# First investments 20k



## Ken (22 August 2005)

hi,

I currently have around 20 k to invest in the stock market.  I am wondering whats the best way of going about it.  It seems a very positive time in the Australian stock market from what i have noticed over the past month i have been following it.

I am wondering whats my best option to invest in.  Is it best to split up my investment so that if one company falls the other can cover its loss.  It just seems safer.  rather than putting all eggs in 1 basket....  Also how long do you have to have your shares in a company to reap the rewards of a dividend..... Does it have to be a complete year.... or is there a cut off point. was thinking put it in for a few months get dividend then move to next....  (ideal situation if stock doesn't drop) better than interest at the bank...

Am pretty roar at this.  But i am currently 65th in the ASX.com.au share game so would like to get involved with it now.


----------



## pokerset (22 August 2005)

welcome Ken.
before you invest in anything i suggest you do a lot of reading up, learning and asking questions. your overall attitude and plan for investing will be more important than the stock you invest in. Nobody will pick a foolproof stock, or no 1 tip will make you a winner, rather a balanced investment system that will balance growth with security.


----------



## Ken (22 August 2005)

I know more research needed, but to me it seems a little bit of luck.. I have had no share experience before and am coming 65th out of 15,000 people in that game...there would be traders in there who probly have had years of experience that I am doing much better than.

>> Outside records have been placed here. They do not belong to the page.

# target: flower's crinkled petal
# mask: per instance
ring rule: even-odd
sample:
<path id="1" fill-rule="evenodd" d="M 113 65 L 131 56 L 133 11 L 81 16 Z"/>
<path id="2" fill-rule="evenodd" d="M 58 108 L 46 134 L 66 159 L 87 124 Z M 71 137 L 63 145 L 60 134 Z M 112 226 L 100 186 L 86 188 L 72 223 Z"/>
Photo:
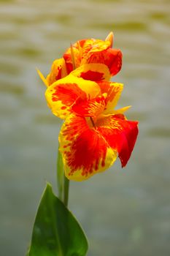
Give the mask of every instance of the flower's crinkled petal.
<path id="1" fill-rule="evenodd" d="M 47 76 L 48 86 L 66 75 L 67 72 L 64 59 L 55 59 L 52 64 L 50 73 Z"/>
<path id="2" fill-rule="evenodd" d="M 137 121 L 126 120 L 123 114 L 97 120 L 97 131 L 110 147 L 118 152 L 122 167 L 127 164 L 134 147 L 138 135 L 137 124 Z"/>
<path id="3" fill-rule="evenodd" d="M 109 41 L 110 43 L 110 47 L 112 48 L 113 46 L 113 41 L 114 41 L 114 34 L 113 32 L 110 32 L 107 38 L 105 39 L 105 41 Z"/>
<path id="4" fill-rule="evenodd" d="M 80 40 L 72 45 L 76 67 L 78 67 L 80 65 L 82 54 L 82 46 L 85 41 L 86 39 Z M 69 74 L 73 70 L 71 47 L 68 48 L 63 54 L 63 59 L 66 61 L 68 74 Z"/>
<path id="5" fill-rule="evenodd" d="M 54 115 L 64 119 L 72 113 L 71 106 L 77 98 L 93 99 L 100 93 L 96 83 L 69 75 L 49 86 L 45 97 Z"/>
<path id="6" fill-rule="evenodd" d="M 123 84 L 108 81 L 98 82 L 98 84 L 101 88 L 101 94 L 107 94 L 106 99 L 107 105 L 103 114 L 111 113 L 121 95 L 123 89 Z"/>
<path id="7" fill-rule="evenodd" d="M 48 86 L 48 82 L 47 81 L 47 79 L 44 77 L 44 75 L 38 69 L 36 69 L 36 71 L 37 71 L 37 72 L 39 74 L 39 78 L 42 79 L 42 82 L 47 87 Z"/>
<path id="8" fill-rule="evenodd" d="M 87 64 L 80 66 L 72 74 L 77 78 L 92 81 L 109 80 L 111 78 L 108 67 L 103 64 Z"/>
<path id="9" fill-rule="evenodd" d="M 90 51 L 88 54 L 86 62 L 104 64 L 108 67 L 110 75 L 115 75 L 122 67 L 122 53 L 119 49 L 110 48 L 102 51 Z"/>
<path id="10" fill-rule="evenodd" d="M 65 175 L 77 181 L 85 180 L 109 168 L 117 158 L 117 152 L 85 118 L 70 115 L 62 126 L 60 151 L 65 165 Z"/>
<path id="11" fill-rule="evenodd" d="M 78 98 L 72 107 L 72 110 L 81 116 L 91 116 L 96 119 L 106 106 L 107 94 L 92 99 Z"/>
<path id="12" fill-rule="evenodd" d="M 100 53 L 110 47 L 109 41 L 90 39 L 87 39 L 82 46 L 81 64 L 89 63 L 89 57 L 95 53 Z M 100 63 L 100 61 L 98 61 Z M 91 62 L 93 63 L 93 62 Z M 98 62 L 96 62 L 98 63 Z"/>
<path id="13" fill-rule="evenodd" d="M 122 67 L 122 52 L 120 49 L 109 48 L 104 54 L 104 63 L 109 69 L 111 75 L 115 75 Z"/>

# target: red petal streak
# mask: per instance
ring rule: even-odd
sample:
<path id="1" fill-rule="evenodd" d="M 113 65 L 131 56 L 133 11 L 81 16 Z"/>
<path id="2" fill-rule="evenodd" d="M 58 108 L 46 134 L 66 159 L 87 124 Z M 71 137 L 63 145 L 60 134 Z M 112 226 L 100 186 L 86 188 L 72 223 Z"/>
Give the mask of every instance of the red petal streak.
<path id="1" fill-rule="evenodd" d="M 53 88 L 52 101 L 61 100 L 66 106 L 71 106 L 77 97 L 86 98 L 85 93 L 76 83 L 63 83 Z"/>
<path id="2" fill-rule="evenodd" d="M 134 149 L 137 135 L 138 122 L 127 121 L 123 115 L 115 115 L 98 120 L 97 130 L 112 148 L 116 149 L 122 163 L 127 164 Z"/>
<path id="3" fill-rule="evenodd" d="M 104 64 L 109 67 L 112 75 L 115 75 L 122 67 L 122 53 L 119 49 L 109 48 L 105 55 Z"/>
<path id="4" fill-rule="evenodd" d="M 77 180 L 85 179 L 96 173 L 99 167 L 105 166 L 109 145 L 96 129 L 89 128 L 83 117 L 72 115 L 67 118 L 61 128 L 59 141 L 69 168 L 69 178 L 74 179 L 72 176 L 80 171 L 82 178 L 77 177 Z"/>
<path id="5" fill-rule="evenodd" d="M 91 80 L 93 81 L 100 81 L 104 79 L 104 74 L 99 72 L 88 70 L 82 72 L 80 76 L 85 80 Z"/>
<path id="6" fill-rule="evenodd" d="M 106 98 L 104 96 L 87 100 L 77 99 L 72 107 L 72 110 L 82 116 L 97 117 L 106 106 Z"/>

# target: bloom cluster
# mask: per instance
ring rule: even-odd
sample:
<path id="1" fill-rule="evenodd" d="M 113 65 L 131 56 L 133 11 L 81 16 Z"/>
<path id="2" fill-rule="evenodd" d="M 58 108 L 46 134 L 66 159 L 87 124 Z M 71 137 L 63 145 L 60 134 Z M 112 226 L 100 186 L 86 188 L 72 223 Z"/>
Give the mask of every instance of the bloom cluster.
<path id="1" fill-rule="evenodd" d="M 113 34 L 104 41 L 82 39 L 53 63 L 45 78 L 45 97 L 54 115 L 64 119 L 59 134 L 65 175 L 83 181 L 109 168 L 120 158 L 127 164 L 137 135 L 137 121 L 115 110 L 123 85 L 110 81 L 121 69 L 122 53 L 112 48 Z"/>

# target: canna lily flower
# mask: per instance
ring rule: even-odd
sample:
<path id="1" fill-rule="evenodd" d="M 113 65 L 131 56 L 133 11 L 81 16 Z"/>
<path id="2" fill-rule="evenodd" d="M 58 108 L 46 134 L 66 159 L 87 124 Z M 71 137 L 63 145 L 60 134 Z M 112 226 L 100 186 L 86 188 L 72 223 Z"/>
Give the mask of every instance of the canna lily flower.
<path id="1" fill-rule="evenodd" d="M 105 65 L 111 76 L 116 75 L 122 66 L 122 53 L 119 49 L 112 48 L 113 34 L 111 32 L 105 41 L 89 39 L 77 41 L 66 51 L 63 58 L 55 59 L 52 65 L 50 74 L 45 78 L 39 72 L 39 76 L 47 86 L 50 86 L 59 79 L 66 77 L 77 67 L 82 70 L 87 64 L 93 64 L 93 67 L 98 69 L 98 64 Z M 89 69 L 86 79 L 95 80 L 97 71 Z M 99 75 L 98 76 L 99 77 Z"/>
<path id="2" fill-rule="evenodd" d="M 119 157 L 127 164 L 137 135 L 137 121 L 126 119 L 129 108 L 115 110 L 123 86 L 90 81 L 70 74 L 46 91 L 53 113 L 65 119 L 60 135 L 60 151 L 65 175 L 83 181 L 108 169 Z"/>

But I guess its not really a game when it comes to your own cash....  when you see big dips obviously from big fish pulling all there stocks out... it does get you worried a tad.....

From my understanding its basically about picking shares you think other people are going to buy.... finding the reasons seems the hardest...


----------



## It's Snake Pliskin (22 August 2005)

Ken said:
			
		

> hi,
> 
> I currently have around 20 k to invest in the stock market.  I am wondering whats the best way of going about it.  It seems a very positive time in the Australian stock market from what i have noticed over the past month i have been following it.
> 
> ...




Hello Ken,

This is not advice, but look at the potential downside of the stocks you may be interested in. $20,000 invested today could be $15,000 in 2 months, even by choosing good quality stocks.

I've just offloaded most of my portfolio and plan to sit and watch for a while. "If in doubt, stand aside" to quote Alexander Elder, Trading for a Living.
I see reporting season as a great time to make money, but also a great time to lose it. 

Be careful with what you do, and get some research done, and educate yourself. It's dangerous to accept tips, reccommendations and to buy when most people have made money - unless some sort of supercycle is present.

Snake Pliskin


----------



## GreatPig (22 August 2005)

Ken said:
			
		

> Is it best to split up my investment so that if one company falls the other can cover its loss.



Yes, I think that is best. Personally I'd probably go for 3 or 4 stocks if I wanted to invest all of that amount.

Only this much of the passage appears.